Ownership of Ideas
This novel pursues various aspects of a theme related to the ownership of ideas. Novelist and protagonist Jake Bonner has clearly put a great deal of thought into this concept, developing a philosophy which paints in metaphor: “Once you were in possession of an actual idea, you owed it a debt for having chosen you, and not some other writer, and you paid that debt by getting down to work, not just as a journeyman fabricator of sentences but as an unshrinking artist ready to make painful, time-consuming, even self-flagellating mistakes.” The underlying thesis of this philosophy is a reversal of expectations. Notice that Bonner transfers ownership to the idea itself. This metaphorical concept will prove integral to the plot as it reveals a tendency by Bonner to rationalize how an idea choosing a writer fundamentally shifts responsibility of ownership.
Half-Right
Jake meets a Seattle radio programming director when he arrives for an interview on a show hosted by former Seattle Mariners pitcher, Randy Johnson. Johnson casually engages in locker room banter with Jake before the interview, describing the programming director, Anna Williams, using a simile and a metaphor. Of Anna, Johnson notes that she: “looks like a featherweight, but she’s a heavyweight when it comes to getting her way.” The imagery alludes to the weight classes in boxing in which the maximum allowed for a featherweight is 126 pounds while the minimum for a heavyweight is 200 pounds with no maximum limitation at all. Technically speaking, the comparison Johnson intends is partially unsound since boxing’s class divisions refer only to standard requirements of weight. Johnson’s use of these two divisions as metaphor asserts the weight difference but also implies an inherent division of ability. This is an aspect of the weight classes that does not exist. That is why it is often said of middle legend Sugar Ray Robinson that he was, pound-for-pound, the greatest boxer to ever step into the ring.

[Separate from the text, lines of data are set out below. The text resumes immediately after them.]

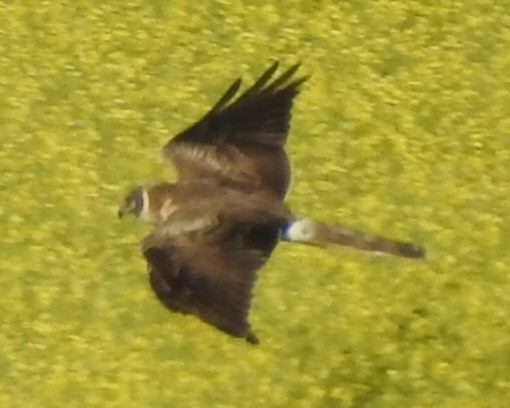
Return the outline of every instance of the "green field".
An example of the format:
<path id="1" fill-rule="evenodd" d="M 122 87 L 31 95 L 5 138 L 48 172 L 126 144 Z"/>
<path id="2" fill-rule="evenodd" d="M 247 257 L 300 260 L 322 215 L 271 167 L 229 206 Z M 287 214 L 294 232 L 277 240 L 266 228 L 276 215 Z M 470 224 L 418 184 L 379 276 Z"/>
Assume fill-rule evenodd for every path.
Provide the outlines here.
<path id="1" fill-rule="evenodd" d="M 508 407 L 510 4 L 249 4 L 0 2 L 0 407 Z M 164 309 L 116 211 L 275 59 L 295 212 L 429 256 L 282 243 L 253 347 Z"/>

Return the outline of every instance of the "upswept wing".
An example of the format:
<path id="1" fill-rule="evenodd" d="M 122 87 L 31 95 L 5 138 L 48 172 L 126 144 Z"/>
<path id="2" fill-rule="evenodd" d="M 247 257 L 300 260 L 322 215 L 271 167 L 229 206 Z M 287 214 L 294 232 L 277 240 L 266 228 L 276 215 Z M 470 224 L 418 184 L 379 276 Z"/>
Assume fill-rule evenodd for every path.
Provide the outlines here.
<path id="1" fill-rule="evenodd" d="M 234 336 L 258 343 L 248 312 L 257 270 L 278 238 L 278 226 L 222 224 L 214 236 L 191 240 L 161 234 L 142 243 L 150 284 L 169 309 L 193 314 Z"/>
<path id="2" fill-rule="evenodd" d="M 284 145 L 293 99 L 307 77 L 295 78 L 296 64 L 271 81 L 277 68 L 275 62 L 233 100 L 237 79 L 202 119 L 165 145 L 163 156 L 179 181 L 215 177 L 285 196 L 290 170 Z"/>

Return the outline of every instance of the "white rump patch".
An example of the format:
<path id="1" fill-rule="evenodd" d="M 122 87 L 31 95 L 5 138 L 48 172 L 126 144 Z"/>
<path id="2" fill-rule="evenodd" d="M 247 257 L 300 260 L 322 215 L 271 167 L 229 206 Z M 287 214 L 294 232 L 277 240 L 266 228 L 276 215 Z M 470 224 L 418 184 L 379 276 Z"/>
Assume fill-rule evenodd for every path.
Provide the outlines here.
<path id="1" fill-rule="evenodd" d="M 288 241 L 310 242 L 315 235 L 316 223 L 309 218 L 296 220 L 283 231 L 283 238 Z"/>

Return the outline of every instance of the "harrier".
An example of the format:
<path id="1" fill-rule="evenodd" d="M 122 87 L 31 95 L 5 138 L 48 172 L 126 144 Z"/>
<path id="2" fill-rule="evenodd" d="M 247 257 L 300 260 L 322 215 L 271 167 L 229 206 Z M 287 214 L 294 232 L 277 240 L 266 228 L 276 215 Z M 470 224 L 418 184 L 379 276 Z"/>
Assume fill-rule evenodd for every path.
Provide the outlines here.
<path id="1" fill-rule="evenodd" d="M 299 64 L 274 78 L 274 63 L 244 93 L 237 79 L 199 121 L 163 147 L 176 183 L 134 188 L 119 217 L 154 225 L 141 243 L 149 280 L 170 310 L 191 314 L 250 343 L 248 312 L 256 273 L 279 240 L 340 245 L 407 258 L 409 242 L 296 216 L 285 204 L 290 168 L 284 146 L 294 97 L 307 77 Z"/>

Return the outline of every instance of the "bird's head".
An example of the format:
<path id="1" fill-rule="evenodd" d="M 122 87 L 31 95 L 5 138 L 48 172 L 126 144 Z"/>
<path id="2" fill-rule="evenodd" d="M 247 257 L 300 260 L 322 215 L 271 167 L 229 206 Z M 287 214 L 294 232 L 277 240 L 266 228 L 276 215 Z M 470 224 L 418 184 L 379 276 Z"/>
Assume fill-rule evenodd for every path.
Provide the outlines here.
<path id="1" fill-rule="evenodd" d="M 119 206 L 119 218 L 126 214 L 133 214 L 140 218 L 144 207 L 148 204 L 145 201 L 147 201 L 147 192 L 145 188 L 142 186 L 134 188 L 126 195 L 124 200 L 122 200 L 122 203 Z"/>

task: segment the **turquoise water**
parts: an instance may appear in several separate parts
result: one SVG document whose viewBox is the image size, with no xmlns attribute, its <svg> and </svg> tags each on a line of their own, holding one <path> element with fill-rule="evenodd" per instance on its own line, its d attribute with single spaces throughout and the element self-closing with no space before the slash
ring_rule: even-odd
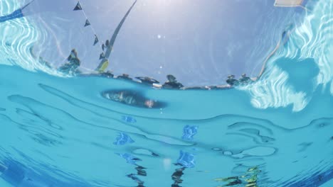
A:
<svg viewBox="0 0 333 187">
<path fill-rule="evenodd" d="M 332 6 L 311 7 L 259 80 L 224 90 L 68 76 L 31 55 L 36 23 L 1 23 L 0 186 L 332 186 Z"/>
</svg>

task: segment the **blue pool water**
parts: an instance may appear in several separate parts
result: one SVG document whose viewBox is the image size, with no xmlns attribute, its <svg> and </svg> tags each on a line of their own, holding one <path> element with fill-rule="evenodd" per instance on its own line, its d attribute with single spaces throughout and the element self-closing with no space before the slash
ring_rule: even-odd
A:
<svg viewBox="0 0 333 187">
<path fill-rule="evenodd" d="M 0 186 L 333 186 L 332 8 L 312 4 L 258 81 L 218 90 L 69 76 L 32 55 L 51 37 L 37 22 L 1 23 Z"/>
</svg>

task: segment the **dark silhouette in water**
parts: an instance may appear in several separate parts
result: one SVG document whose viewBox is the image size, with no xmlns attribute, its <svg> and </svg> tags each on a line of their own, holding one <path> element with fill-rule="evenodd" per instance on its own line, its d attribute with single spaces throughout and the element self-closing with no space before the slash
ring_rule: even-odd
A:
<svg viewBox="0 0 333 187">
<path fill-rule="evenodd" d="M 7 16 L 4 16 L 0 17 L 0 23 L 5 22 L 9 20 L 13 20 L 13 19 L 16 19 L 16 18 L 20 18 L 24 16 L 24 14 L 23 13 L 22 11 L 26 8 L 29 4 L 31 4 L 32 2 L 33 2 L 35 0 L 31 1 L 30 3 L 27 4 L 26 6 L 23 6 L 21 8 L 18 8 L 11 13 L 9 15 Z"/>
<path fill-rule="evenodd" d="M 110 90 L 102 92 L 102 96 L 113 101 L 140 108 L 162 108 L 166 106 L 164 103 L 146 98 L 137 91 Z"/>
<path fill-rule="evenodd" d="M 168 81 L 162 85 L 164 89 L 179 89 L 184 87 L 183 84 L 178 82 L 176 77 L 172 74 L 166 75 L 166 79 L 168 79 Z"/>
<path fill-rule="evenodd" d="M 159 84 L 159 82 L 152 78 L 148 76 L 137 76 L 135 79 L 137 79 L 141 81 L 142 84 L 152 85 L 153 84 Z"/>
</svg>

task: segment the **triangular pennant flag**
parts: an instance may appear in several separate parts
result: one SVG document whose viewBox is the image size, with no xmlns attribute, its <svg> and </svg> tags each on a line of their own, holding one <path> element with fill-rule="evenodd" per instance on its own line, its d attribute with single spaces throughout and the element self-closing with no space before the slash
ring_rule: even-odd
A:
<svg viewBox="0 0 333 187">
<path fill-rule="evenodd" d="M 105 42 L 105 46 L 107 47 L 109 47 L 109 45 L 110 45 L 109 40 L 107 40 L 106 42 Z"/>
<path fill-rule="evenodd" d="M 78 1 L 78 4 L 75 6 L 75 8 L 74 8 L 73 11 L 80 11 L 82 10 L 81 5 L 80 4 L 80 1 Z"/>
<path fill-rule="evenodd" d="M 101 59 L 105 59 L 105 55 L 104 55 L 104 52 L 102 52 L 100 55 L 100 60 Z"/>
<path fill-rule="evenodd" d="M 96 45 L 99 42 L 98 38 L 97 37 L 96 35 L 95 35 L 95 41 L 94 41 L 94 45 Z"/>
<path fill-rule="evenodd" d="M 90 26 L 90 22 L 89 22 L 89 20 L 87 19 L 85 21 L 85 27 L 88 26 Z"/>
</svg>

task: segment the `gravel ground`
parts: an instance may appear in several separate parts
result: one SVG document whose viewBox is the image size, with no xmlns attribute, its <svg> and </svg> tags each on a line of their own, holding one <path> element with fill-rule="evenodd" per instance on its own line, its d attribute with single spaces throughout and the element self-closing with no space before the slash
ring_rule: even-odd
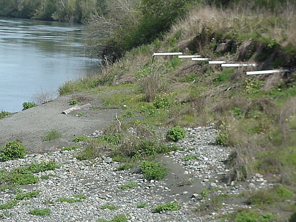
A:
<svg viewBox="0 0 296 222">
<path fill-rule="evenodd" d="M 93 161 L 79 161 L 74 157 L 77 150 L 54 151 L 43 154 L 28 155 L 25 159 L 0 163 L 1 169 L 10 170 L 14 167 L 26 166 L 32 162 L 52 160 L 61 164 L 55 170 L 36 174 L 38 177 L 52 174 L 48 179 L 40 180 L 36 185 L 21 186 L 23 192 L 41 190 L 36 198 L 24 199 L 12 209 L 0 210 L 5 222 L 71 222 L 98 221 L 99 219 L 111 220 L 116 215 L 124 214 L 132 222 L 202 222 L 215 221 L 217 213 L 200 217 L 193 209 L 205 200 L 199 200 L 203 189 L 215 188 L 217 192 L 239 193 L 250 188 L 245 185 L 227 184 L 222 179 L 229 169 L 224 164 L 230 149 L 214 145 L 217 131 L 212 127 L 188 129 L 186 138 L 176 143 L 184 150 L 171 152 L 159 158 L 170 168 L 168 177 L 160 181 L 147 181 L 137 169 L 119 171 L 122 164 L 108 157 Z M 196 155 L 194 160 L 185 161 L 186 156 Z M 188 184 L 181 184 L 189 181 Z M 119 188 L 120 185 L 136 182 L 138 186 L 128 190 Z M 254 187 L 269 185 L 261 175 L 257 175 L 252 181 Z M 73 197 L 74 195 L 86 197 L 74 203 L 57 202 L 62 197 Z M 13 199 L 11 191 L 0 192 L 0 204 Z M 172 201 L 180 204 L 180 210 L 153 213 L 155 206 Z M 137 207 L 146 202 L 146 208 Z M 223 203 L 220 214 L 231 212 L 237 208 L 246 207 L 241 203 Z M 118 206 L 117 210 L 103 209 L 104 205 Z M 49 208 L 50 215 L 40 217 L 29 214 L 36 208 Z M 3 215 L 2 215 L 3 216 Z"/>
</svg>

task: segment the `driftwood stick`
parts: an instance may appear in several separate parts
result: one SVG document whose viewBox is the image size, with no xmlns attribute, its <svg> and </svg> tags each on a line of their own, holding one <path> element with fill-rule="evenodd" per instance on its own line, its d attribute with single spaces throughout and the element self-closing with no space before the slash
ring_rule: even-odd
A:
<svg viewBox="0 0 296 222">
<path fill-rule="evenodd" d="M 83 106 L 74 106 L 74 107 L 72 107 L 71 108 L 68 109 L 63 111 L 62 114 L 69 114 L 70 112 L 71 112 L 73 111 L 74 111 L 74 110 L 83 110 L 84 109 L 89 108 L 91 106 L 91 105 L 90 104 L 85 104 L 85 105 Z"/>
</svg>

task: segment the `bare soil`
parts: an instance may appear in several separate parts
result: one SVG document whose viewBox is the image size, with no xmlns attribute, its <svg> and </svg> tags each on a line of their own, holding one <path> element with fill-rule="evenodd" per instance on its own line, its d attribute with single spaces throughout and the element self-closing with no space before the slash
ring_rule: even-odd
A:
<svg viewBox="0 0 296 222">
<path fill-rule="evenodd" d="M 20 111 L 0 120 L 0 146 L 15 140 L 21 141 L 27 149 L 33 153 L 44 153 L 74 145 L 71 138 L 89 135 L 101 130 L 113 120 L 121 110 L 89 109 L 77 110 L 69 114 L 61 114 L 71 107 L 69 103 L 76 96 L 86 96 L 92 107 L 102 107 L 99 94 L 84 95 L 76 93 L 58 97 L 46 104 Z M 83 113 L 76 116 L 78 112 Z M 62 137 L 51 142 L 43 141 L 52 129 L 62 133 Z"/>
</svg>

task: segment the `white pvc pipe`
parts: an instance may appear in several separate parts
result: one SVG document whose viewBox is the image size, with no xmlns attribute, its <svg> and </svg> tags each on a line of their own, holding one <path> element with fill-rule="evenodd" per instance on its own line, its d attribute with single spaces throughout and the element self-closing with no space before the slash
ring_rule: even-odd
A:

Unofficial Nickname of the University of Washington
Eventually Jake will marry the woman who looks only looks like a featherweight. Immediately after the interview, he learns more about her. For instance, she grew up in Idaho before attending the University of Washington. He also learns that this institution of higher learning has a darkly metaphorical nickname. The school is “famous for being Ted Bundy’s first playground.” Bundy, of course, is one of America’s most notorious serial killers who terrorized the Pacific Northwest for several years. Ultimately, the decision by Anna to include this fact among the things which Jake learns about her on the day they meet will prove to have a deeper resonance than its seemingly random quality initially suggests.
Talented Tom
“Over eight months of this, innuendo and threats and hashtags to spread the poison as far as it could go, and nothing had made it stop!” This the unspoken thought of an increasingly desperate and paranoid Jake. Talented Tom is the fake online persona of an unknown stalker who is making what should be the best days of Jake’s life a nightmare. "Eight months" is a reference to how long Talented Tom’s emailed warnings have been showing up in Jake’s mailbox. This is the revelation that this mysterious person seemingly knows every detail about how Jake stole a former student’s story idea to produce his wildly successful new novel. Eventually, of course, Talented Tom ups the ante by threatening to fully expose the fraud.
Branded Names
Before Talented Tom enters the picture, everything is going so smoothly for Jake that he actually is enjoying the best days of life. “Despite the incandescent events of the past several months—Oprah! Spielberg!—and the ongoing astonishment of his book’s ever-growing readership, he was actually happier right at this moment…than he’d been in months.” The metaphor at work in this quote may not be immediately apparent. The phrase “incandescent events” may seem a likely possibility, but no. It is the sudden interjection into Jake’s thoughts of the exclamatory mention of two of the most iconic figures in pop culture history that is metaphor. Literally referring only to a woman named Winfrey and a man named Steven, the exclamation points are the key. The incandescent events to which he is referring is the resurrection of his career as a writer from the dead and into a household name. The sudden explosion of “Oprah! Spielberg!” briefly interrupts the direction of that thought while also being integral. This almost bizarre celebratory crying out of just one name of two mega-famous celebrities is a metaphor intended to represent the idea of fame itself.